As Arlo was getting ready to play, Debbie said, “I’d hate to be him.”
It felt kind of great to finally know what she was talking about. “The disease?”
“Yeah. I mean, how do you live, knowing it might all be for nothing?”
“Why would it be for nothing?” I asked. “I mean, he’s getting to play at the biggest concert in history. He’s a famous singer. He sounds like he’s having fun up there, right? Isn’t that something? Whatever happens later, doesn’t this matter?” Actually, Arlo sounded like he was completely high. Between songs, his voice was all sniffly and giggly, his words were strangely elongated, and he kept losing his train of thought.
“Well, but … okay, what if you knew right now that you had even odds of getting Huntington’s disease? Would you bother to study in school? Would
you bust your butt in college, or would you drop out and go live on a commune somewhere? I think I might just drop out and stay high, or something.”
I thought about that. It was hard to ignore what I knew: that Arlo Guthrie was not going to go insane. As far as I remembered, he would still be plugging away, old and white-haired, singing these same old songs on Woodstock reunion tours in the 2010s. “But then, what if you did screw around and mess up your future, and you never got sick?”

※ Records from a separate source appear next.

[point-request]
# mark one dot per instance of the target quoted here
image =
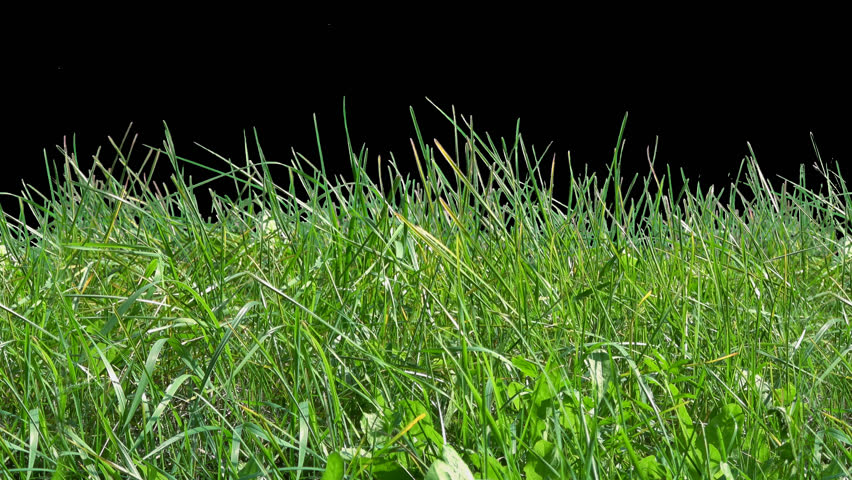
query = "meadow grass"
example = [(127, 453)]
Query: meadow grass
[(461, 325)]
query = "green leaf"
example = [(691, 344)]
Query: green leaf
[(527, 367), (333, 467), (449, 467), (537, 467), (599, 364), (651, 469)]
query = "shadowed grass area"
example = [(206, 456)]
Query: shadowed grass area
[(461, 326)]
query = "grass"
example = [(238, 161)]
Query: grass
[(450, 326)]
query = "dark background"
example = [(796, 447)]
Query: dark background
[(703, 82)]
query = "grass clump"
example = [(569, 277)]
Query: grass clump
[(467, 325)]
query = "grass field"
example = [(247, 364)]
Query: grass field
[(445, 326)]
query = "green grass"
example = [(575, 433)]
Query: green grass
[(459, 326)]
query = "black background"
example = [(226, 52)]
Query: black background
[(702, 82)]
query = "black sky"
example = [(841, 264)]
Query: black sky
[(704, 83)]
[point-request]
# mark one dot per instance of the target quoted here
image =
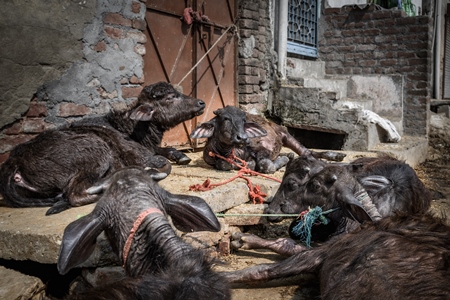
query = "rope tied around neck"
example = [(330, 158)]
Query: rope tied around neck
[(254, 192), (308, 218)]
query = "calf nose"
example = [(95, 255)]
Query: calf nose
[(201, 103), (241, 138)]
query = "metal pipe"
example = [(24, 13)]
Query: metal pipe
[(437, 55), (282, 37)]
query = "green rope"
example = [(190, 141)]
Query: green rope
[(306, 221), (256, 215)]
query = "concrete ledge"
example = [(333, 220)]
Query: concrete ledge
[(412, 150), (15, 285), (27, 234)]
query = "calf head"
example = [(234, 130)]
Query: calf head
[(125, 196), (298, 172), (228, 129), (335, 189), (162, 104)]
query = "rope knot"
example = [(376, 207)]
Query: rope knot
[(306, 220)]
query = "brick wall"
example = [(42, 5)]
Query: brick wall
[(255, 55), (110, 75), (370, 41)]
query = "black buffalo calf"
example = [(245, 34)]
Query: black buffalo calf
[(55, 168), (399, 257)]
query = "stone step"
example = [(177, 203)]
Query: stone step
[(28, 234), (339, 86), (299, 68), (15, 285)]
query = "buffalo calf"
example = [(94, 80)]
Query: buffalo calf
[(251, 138), (55, 168), (399, 257), (364, 190), (133, 212)]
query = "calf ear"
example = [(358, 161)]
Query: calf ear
[(254, 130), (191, 213), (354, 209), (375, 183), (142, 113), (78, 242), (204, 130)]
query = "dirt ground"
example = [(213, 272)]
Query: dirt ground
[(434, 172)]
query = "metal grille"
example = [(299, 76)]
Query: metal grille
[(302, 27)]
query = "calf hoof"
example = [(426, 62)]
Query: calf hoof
[(160, 163), (183, 160), (58, 207)]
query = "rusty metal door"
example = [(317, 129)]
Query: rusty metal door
[(192, 44)]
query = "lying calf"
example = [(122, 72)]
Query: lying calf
[(252, 138), (399, 257), (366, 189), (56, 167), (133, 213)]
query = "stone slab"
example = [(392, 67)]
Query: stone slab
[(28, 234), (15, 285)]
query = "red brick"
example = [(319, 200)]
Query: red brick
[(135, 80), (72, 109), (10, 141), (117, 19), (115, 33), (131, 92), (3, 157), (16, 128), (35, 126), (139, 24)]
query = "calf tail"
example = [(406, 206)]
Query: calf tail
[(290, 142), (12, 195)]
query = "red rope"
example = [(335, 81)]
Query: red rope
[(137, 223), (254, 192)]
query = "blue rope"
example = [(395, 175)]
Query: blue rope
[(306, 222)]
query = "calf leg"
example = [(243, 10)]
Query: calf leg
[(282, 246), (267, 166), (173, 154), (306, 261)]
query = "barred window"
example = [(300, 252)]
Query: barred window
[(302, 27)]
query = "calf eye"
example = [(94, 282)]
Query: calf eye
[(292, 183), (315, 186)]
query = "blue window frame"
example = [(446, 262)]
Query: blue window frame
[(302, 27)]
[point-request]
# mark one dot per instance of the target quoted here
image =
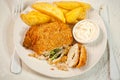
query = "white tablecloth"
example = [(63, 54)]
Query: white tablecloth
[(98, 72)]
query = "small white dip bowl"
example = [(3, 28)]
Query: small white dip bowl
[(86, 31)]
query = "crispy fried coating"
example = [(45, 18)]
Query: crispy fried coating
[(48, 36)]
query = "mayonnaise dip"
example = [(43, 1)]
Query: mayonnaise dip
[(86, 31)]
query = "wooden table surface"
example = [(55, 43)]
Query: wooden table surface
[(99, 72)]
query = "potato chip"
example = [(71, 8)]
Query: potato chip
[(69, 5), (49, 9), (34, 18)]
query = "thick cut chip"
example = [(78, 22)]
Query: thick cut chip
[(83, 57), (86, 6), (83, 14), (34, 18), (69, 5), (63, 10), (49, 9), (72, 16)]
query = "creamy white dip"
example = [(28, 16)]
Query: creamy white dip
[(85, 31)]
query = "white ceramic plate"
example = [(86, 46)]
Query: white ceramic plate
[(94, 50)]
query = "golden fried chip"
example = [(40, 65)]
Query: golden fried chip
[(72, 16), (63, 10), (82, 14), (69, 5), (34, 18), (49, 9), (86, 6), (83, 57)]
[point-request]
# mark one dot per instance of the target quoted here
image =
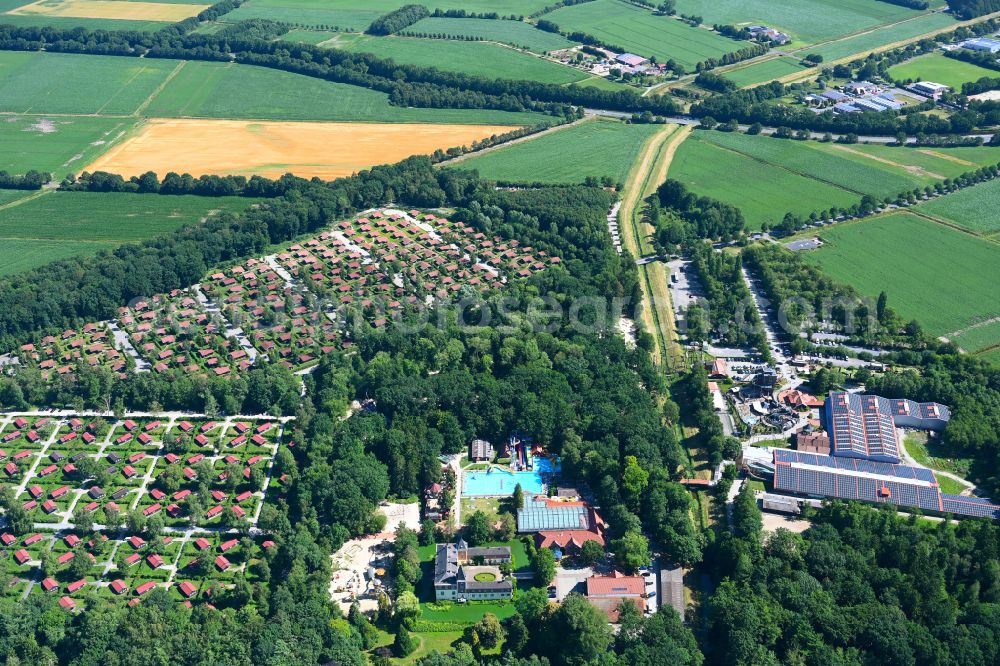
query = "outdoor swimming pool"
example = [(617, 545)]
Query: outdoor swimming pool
[(502, 482)]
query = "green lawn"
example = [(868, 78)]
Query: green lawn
[(809, 21), (517, 33), (57, 225), (928, 452), (940, 69), (764, 72), (17, 256), (350, 15), (931, 273), (70, 83), (57, 144), (475, 58), (637, 30), (869, 41), (225, 90), (973, 208), (764, 192), (594, 148)]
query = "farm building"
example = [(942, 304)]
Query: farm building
[(930, 89), (606, 593), (456, 579), (631, 60)]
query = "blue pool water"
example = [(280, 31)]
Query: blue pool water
[(502, 482)]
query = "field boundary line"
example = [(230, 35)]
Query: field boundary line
[(813, 71), (789, 169), (25, 199), (951, 225), (163, 84), (521, 139)]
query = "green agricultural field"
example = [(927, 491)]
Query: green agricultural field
[(985, 335), (58, 145), (764, 192), (973, 208), (352, 16), (51, 225), (594, 148), (226, 90), (931, 273), (764, 72), (67, 83), (107, 216), (808, 21), (940, 69), (517, 33), (475, 58), (313, 37), (874, 39), (17, 256), (639, 31), (842, 166)]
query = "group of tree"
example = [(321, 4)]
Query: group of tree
[(30, 180), (397, 20), (407, 85), (860, 586)]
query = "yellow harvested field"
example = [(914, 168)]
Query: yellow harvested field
[(110, 9), (272, 149)]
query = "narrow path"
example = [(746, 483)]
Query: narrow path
[(159, 88)]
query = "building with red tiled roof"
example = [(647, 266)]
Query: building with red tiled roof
[(606, 593)]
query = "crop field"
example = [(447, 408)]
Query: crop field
[(763, 192), (764, 72), (639, 31), (973, 208), (847, 167), (476, 58), (517, 33), (17, 255), (58, 145), (936, 67), (302, 36), (931, 273), (352, 16), (271, 149), (57, 225), (595, 148), (110, 9), (874, 39), (66, 83), (804, 20), (225, 90)]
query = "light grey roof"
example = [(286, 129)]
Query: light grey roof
[(445, 563)]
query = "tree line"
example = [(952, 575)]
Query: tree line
[(406, 84), (397, 20)]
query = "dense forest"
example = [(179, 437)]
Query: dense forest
[(861, 586)]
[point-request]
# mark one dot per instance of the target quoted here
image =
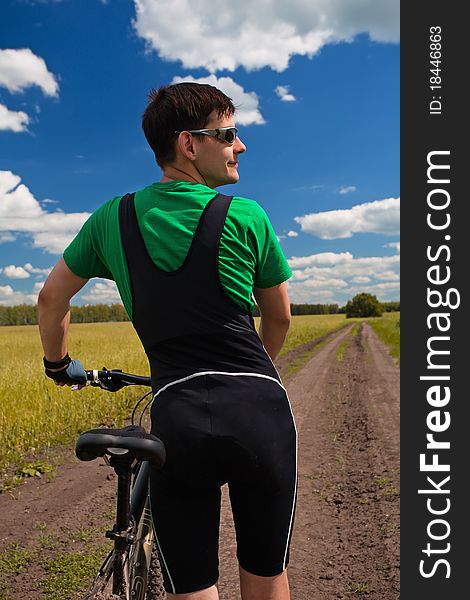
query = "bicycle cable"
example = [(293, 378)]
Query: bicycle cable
[(137, 406)]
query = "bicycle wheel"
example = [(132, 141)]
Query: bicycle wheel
[(101, 587), (145, 577)]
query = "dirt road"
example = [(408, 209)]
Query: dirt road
[(346, 535)]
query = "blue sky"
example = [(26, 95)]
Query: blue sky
[(317, 86)]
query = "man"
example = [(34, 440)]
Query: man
[(186, 262)]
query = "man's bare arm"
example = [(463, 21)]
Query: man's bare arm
[(54, 309), (274, 307)]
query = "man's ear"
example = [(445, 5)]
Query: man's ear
[(186, 146)]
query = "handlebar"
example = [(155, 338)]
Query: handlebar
[(114, 380)]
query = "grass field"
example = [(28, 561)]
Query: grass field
[(35, 415), (387, 328)]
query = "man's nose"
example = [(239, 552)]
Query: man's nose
[(239, 146)]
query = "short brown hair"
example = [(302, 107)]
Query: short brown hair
[(180, 107)]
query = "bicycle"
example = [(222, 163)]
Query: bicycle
[(131, 571)]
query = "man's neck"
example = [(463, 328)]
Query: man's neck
[(172, 173)]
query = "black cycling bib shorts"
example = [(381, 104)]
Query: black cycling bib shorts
[(220, 409)]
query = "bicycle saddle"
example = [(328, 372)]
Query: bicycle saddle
[(132, 440)]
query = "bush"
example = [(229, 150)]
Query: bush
[(363, 305)]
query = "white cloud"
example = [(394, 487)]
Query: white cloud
[(13, 272), (20, 69), (20, 212), (36, 270), (227, 35), (395, 245), (246, 103), (380, 216), (11, 297), (347, 189), (6, 237), (337, 277), (101, 291), (11, 120), (283, 93)]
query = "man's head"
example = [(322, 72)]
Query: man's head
[(172, 122)]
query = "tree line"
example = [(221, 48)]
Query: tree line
[(26, 314)]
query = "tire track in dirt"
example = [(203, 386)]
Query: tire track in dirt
[(345, 539)]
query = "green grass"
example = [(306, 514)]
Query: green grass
[(305, 328), (69, 573), (387, 327), (341, 350), (35, 414)]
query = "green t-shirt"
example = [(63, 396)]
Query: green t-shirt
[(168, 214)]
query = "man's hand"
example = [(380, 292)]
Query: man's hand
[(72, 374)]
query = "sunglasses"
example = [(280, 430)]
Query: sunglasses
[(225, 134)]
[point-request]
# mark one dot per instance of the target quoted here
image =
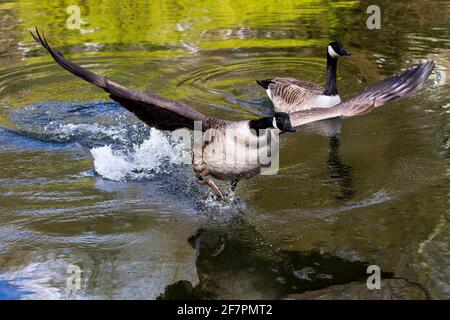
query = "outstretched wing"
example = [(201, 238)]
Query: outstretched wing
[(154, 110), (375, 95)]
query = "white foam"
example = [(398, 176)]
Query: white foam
[(143, 161)]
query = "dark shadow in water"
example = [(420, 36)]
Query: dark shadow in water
[(234, 261), (339, 172), (9, 291)]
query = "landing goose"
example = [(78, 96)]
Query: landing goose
[(208, 160), (224, 143), (290, 95)]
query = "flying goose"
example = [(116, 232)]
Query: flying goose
[(208, 160), (290, 95)]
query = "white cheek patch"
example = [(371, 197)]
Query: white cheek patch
[(331, 52), (274, 123)]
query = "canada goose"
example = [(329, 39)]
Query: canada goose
[(218, 146), (208, 160), (290, 95)]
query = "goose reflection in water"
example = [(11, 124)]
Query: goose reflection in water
[(234, 261)]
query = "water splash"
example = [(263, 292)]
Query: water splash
[(154, 156)]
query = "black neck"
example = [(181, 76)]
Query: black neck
[(331, 88), (261, 123)]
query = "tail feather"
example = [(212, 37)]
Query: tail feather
[(374, 96), (388, 90), (264, 83)]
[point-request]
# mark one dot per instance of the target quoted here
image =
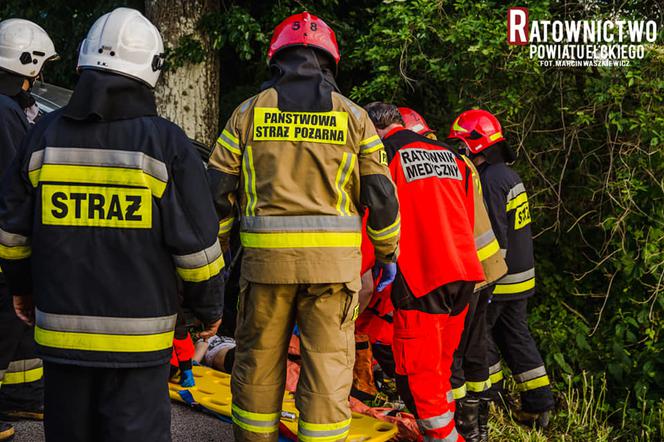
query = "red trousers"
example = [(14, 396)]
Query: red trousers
[(424, 345)]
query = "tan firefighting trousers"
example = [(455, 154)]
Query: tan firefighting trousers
[(325, 315)]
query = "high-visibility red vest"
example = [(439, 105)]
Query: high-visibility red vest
[(437, 213)]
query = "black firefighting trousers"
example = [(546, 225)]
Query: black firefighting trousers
[(106, 404), (21, 383), (509, 336), (470, 368)]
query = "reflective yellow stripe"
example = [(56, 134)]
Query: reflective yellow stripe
[(103, 342), (16, 252), (341, 181), (202, 273), (255, 422), (496, 377), (225, 225), (507, 289), (478, 387), (372, 145), (23, 377), (533, 384), (286, 240), (459, 393), (233, 145), (249, 181), (309, 432), (97, 175), (517, 201), (489, 250)]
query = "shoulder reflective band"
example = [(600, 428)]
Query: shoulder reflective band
[(286, 240), (200, 266), (385, 233), (341, 181), (478, 387), (98, 166), (14, 246), (102, 333), (486, 245), (532, 379), (225, 225), (370, 145), (23, 371), (229, 142), (255, 422), (249, 181), (308, 432), (271, 124), (516, 283), (436, 422), (460, 392), (303, 223)]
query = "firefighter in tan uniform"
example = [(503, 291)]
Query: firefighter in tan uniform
[(299, 163)]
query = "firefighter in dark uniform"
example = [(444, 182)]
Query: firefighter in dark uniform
[(24, 49), (103, 206), (507, 317)]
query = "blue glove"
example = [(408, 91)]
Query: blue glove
[(187, 379), (388, 271)]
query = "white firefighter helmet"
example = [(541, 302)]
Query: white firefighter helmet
[(123, 41), (24, 47)]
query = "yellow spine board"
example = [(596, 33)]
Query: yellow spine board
[(213, 391)]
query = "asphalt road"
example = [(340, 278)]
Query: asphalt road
[(186, 425)]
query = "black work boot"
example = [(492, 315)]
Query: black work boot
[(483, 419), (466, 418), (6, 431)]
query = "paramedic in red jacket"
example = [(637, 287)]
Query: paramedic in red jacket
[(437, 268)]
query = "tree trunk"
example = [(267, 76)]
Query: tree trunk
[(188, 95)]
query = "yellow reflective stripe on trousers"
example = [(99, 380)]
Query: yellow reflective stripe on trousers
[(15, 252), (97, 175), (309, 432), (249, 181), (23, 377), (255, 422), (284, 240), (489, 250), (533, 384), (341, 181), (508, 289), (229, 142), (225, 225), (103, 342), (460, 392), (387, 232), (478, 387)]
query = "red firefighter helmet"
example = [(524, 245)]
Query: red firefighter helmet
[(477, 128), (304, 29), (414, 121)]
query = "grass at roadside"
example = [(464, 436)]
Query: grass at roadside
[(584, 415)]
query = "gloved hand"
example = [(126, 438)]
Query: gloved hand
[(187, 379), (388, 271)]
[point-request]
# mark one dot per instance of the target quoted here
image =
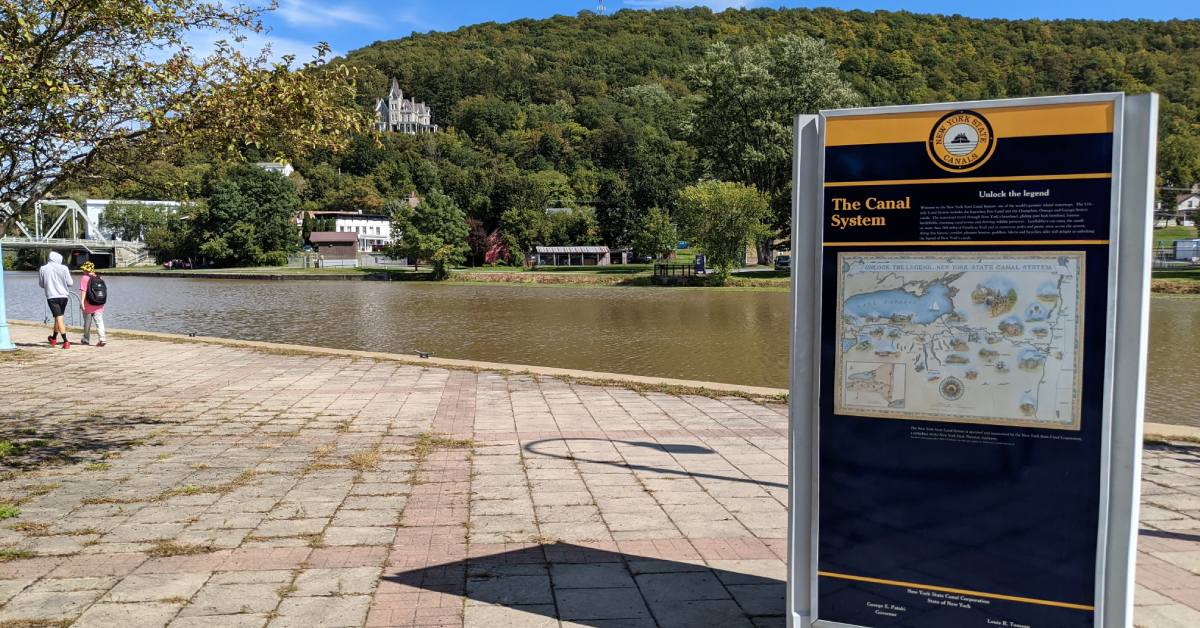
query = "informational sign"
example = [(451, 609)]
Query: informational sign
[(966, 378)]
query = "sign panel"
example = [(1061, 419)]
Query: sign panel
[(961, 363)]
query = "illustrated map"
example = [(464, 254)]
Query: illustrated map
[(970, 338)]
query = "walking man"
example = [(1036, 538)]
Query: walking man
[(93, 297), (55, 280)]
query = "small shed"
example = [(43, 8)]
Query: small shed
[(571, 256), (336, 249), (1187, 249)]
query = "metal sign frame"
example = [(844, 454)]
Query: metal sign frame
[(1126, 334)]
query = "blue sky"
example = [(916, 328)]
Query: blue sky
[(349, 24)]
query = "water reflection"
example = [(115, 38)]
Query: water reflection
[(736, 336)]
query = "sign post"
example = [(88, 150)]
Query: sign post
[(969, 362)]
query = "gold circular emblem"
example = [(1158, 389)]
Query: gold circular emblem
[(961, 141)]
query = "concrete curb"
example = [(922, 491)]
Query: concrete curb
[(1153, 431)]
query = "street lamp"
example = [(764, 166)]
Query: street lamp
[(5, 339)]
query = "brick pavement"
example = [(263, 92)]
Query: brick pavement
[(196, 485)]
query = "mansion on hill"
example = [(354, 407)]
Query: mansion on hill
[(403, 115)]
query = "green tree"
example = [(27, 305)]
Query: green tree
[(247, 219), (721, 219), (523, 227), (132, 221), (82, 84), (763, 87), (435, 231), (657, 235), (575, 227)]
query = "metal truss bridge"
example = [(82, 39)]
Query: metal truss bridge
[(71, 232)]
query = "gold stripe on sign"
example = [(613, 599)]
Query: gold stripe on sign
[(975, 179), (1006, 123), (965, 243), (959, 591)]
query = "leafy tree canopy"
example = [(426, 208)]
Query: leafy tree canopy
[(435, 231), (83, 83), (721, 219)]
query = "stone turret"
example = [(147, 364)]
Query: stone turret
[(395, 113)]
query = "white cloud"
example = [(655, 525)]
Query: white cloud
[(204, 42), (305, 13), (715, 5)]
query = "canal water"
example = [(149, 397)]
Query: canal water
[(737, 336)]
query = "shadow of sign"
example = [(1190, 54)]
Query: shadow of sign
[(595, 587), (539, 448)]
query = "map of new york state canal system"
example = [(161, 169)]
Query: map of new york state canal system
[(969, 338)]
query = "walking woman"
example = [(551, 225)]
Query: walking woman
[(93, 297)]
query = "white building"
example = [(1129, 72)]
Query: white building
[(373, 231), (285, 169), (95, 209), (403, 115)]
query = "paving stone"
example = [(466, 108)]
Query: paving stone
[(232, 599), (221, 621), (601, 575), (47, 605), (149, 587), (336, 581), (144, 615), (510, 590), (526, 616), (11, 587), (760, 599), (580, 604), (345, 611), (682, 586), (359, 536), (630, 484), (700, 614)]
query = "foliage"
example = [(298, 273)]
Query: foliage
[(575, 227), (435, 232), (87, 84), (132, 221), (657, 235), (721, 219), (9, 510), (247, 219), (523, 227), (767, 85), (619, 113)]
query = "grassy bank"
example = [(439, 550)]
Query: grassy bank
[(633, 275), (1176, 281), (1169, 234)]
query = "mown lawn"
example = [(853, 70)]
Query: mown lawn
[(1169, 234)]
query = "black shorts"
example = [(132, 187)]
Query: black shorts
[(58, 306)]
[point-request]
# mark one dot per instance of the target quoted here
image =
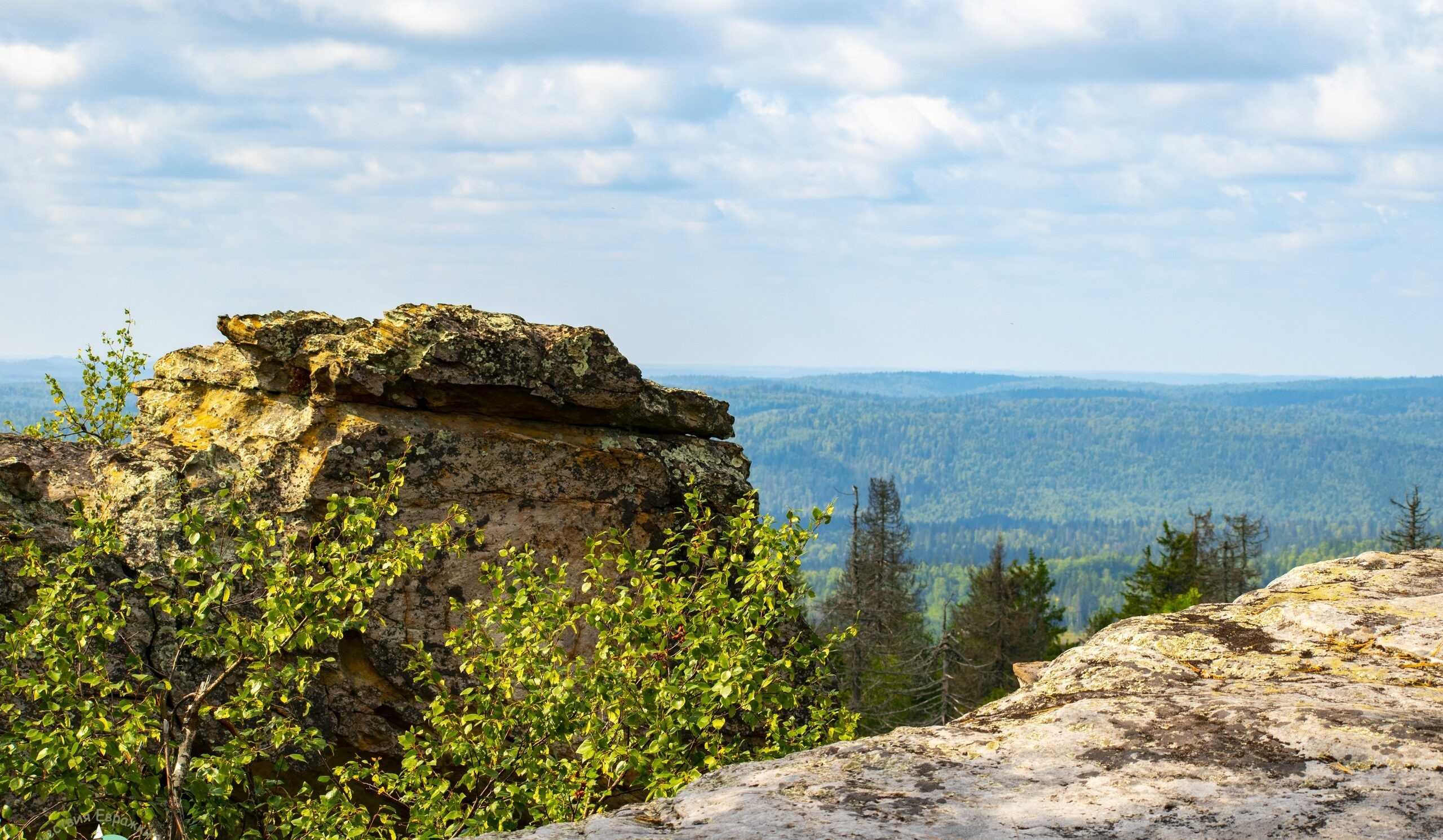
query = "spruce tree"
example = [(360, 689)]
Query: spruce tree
[(1172, 574), (1241, 548), (1008, 617), (1413, 526), (887, 667)]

We sat for a while, listening to the music and wondering together what it would be like to be semi-doomed. Then I looked over at my sleeping father, and my uncle’s legs sticking out of his tent, and asked Debbie, “What if you could know?”
“Could know what?”
“Your fate. Would you want to?”
“What do you mean?”
“Well, let’s say you were Woody Guthrie, and there was some kind of blood test you could take that would let you know for sure whether you were going to get the disease or not later on. Would you want to know, or would you want to wait and see?”
“Shit, Gabriel, that’s hard. I couldn’t do anything to change the results, right?”
I shook my head.
“And I wouldn’t be able to forget them once I knew them. AND there’s no treatment for the disease, so knowing in advance doesn’t do any good, right?”
I shook my head again.
“Yup, I’d just stay high.” She laughed, but it wasn’t a ha-ha kind of laugh. I wondered about David and Michael. Was my uncle doomed, or semi-doomed like Arlo Guthrie? Could I change Michael’s fate, or was it already written somewhere? And if I couldn’t change it, would he want to know what was coming? Was there any point in trying to influence anything that happened this weekend? Was I here to tell my uncle something, to tell my father something, or to learn something for myself?
Another thing hit me: What if Michael knew exactly what was going to happen? What if he already was planning to kill himself, and this was his big last party weekend? Maybe going to Woodstock with his girlfriend and his brother was Michael’s version of staying high. If so, I just didn’t get it. He was definitely on edge at times about something—I had seen that. But he had calmed down again as soon as Willow had touched him. And yeah, he had awful parents, but so did my father. And clearly, my dad was going to make it to adulthood. Plus, Michael had Willow.